Working with Class

My first experience in dealing with Class was a steep learning curve, and one that took the communication and collaboration aspect of my job to another level.

On this particular project, the structural design and drawings for the aluminium cat were supplied by a world-class naval architecture firm, but it was up to me to submit them to Class and deal with the day to day feedback and comments surrounding the drawings. The bulk of the drawings were accepted as is, but there were a number of details that resulted in open comments. Once I had downloaded the comments I would spend hours researching the applicable Rules, gaining an understanding of what needed to be done to satisfy the comments. Thereafter I would either forward them to the Naval Architect, or put together a drawing myself with the missing information required. These drawings were either related to structural drawings, electrical design, systems design or so on. I quickly learned that every shell plate penetration would be scrutinized, particularly bilge outlets, exhaust outlets and all other overboard discharges. Handrails were another area that were heavily scrutinized. But of course the single biggest aspect was…brackets!

I can completely understand the position of Class, especially relating to any aspect of the vessel that could affect its safety and seaworthiness. And their need for absolute confidence in the integrity of the vessel before they could endorse it.

None the less, it was not an easy job, especially relating to having to have some form of redundancy for pretty much every system on the vessel. And as this vessel was under 24m, very often each chapter of the rules would contain some dispensations which could be used as an alternative. I could see the need for these dispensations, as on a vessel this size it would be physically impossible to install the same amount of equipment as on a tanker, for example.
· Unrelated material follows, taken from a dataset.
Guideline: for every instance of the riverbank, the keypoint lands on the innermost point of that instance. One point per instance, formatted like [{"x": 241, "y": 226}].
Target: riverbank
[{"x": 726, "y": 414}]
During this project I formed good relationships with the Senior Engineer and the Surveyor. If there was a particular design issue the Senior Engineer would call me on my mobile and discuss it with me, making my job all the more pleasant.

Looking back, my skills in two areas were increased by my experiences with this project. The first was in my understanding and interpretation of the Rules, and the forms that my drawings and documentation would have to take in my submissions. The second was in communication: with Class, the Naval Architect, the electrical designer, the factory floor and the equipment suppliers (and no doubt a few more). Forming good relationships with all these entities benefited me greatly, as they were all able to help me a great deal.

By the time the last open comment was closed out, I felt that I was in a much better position than when I started. And if I were to repeat this process I have no doubt that the entire project would be that much smoother.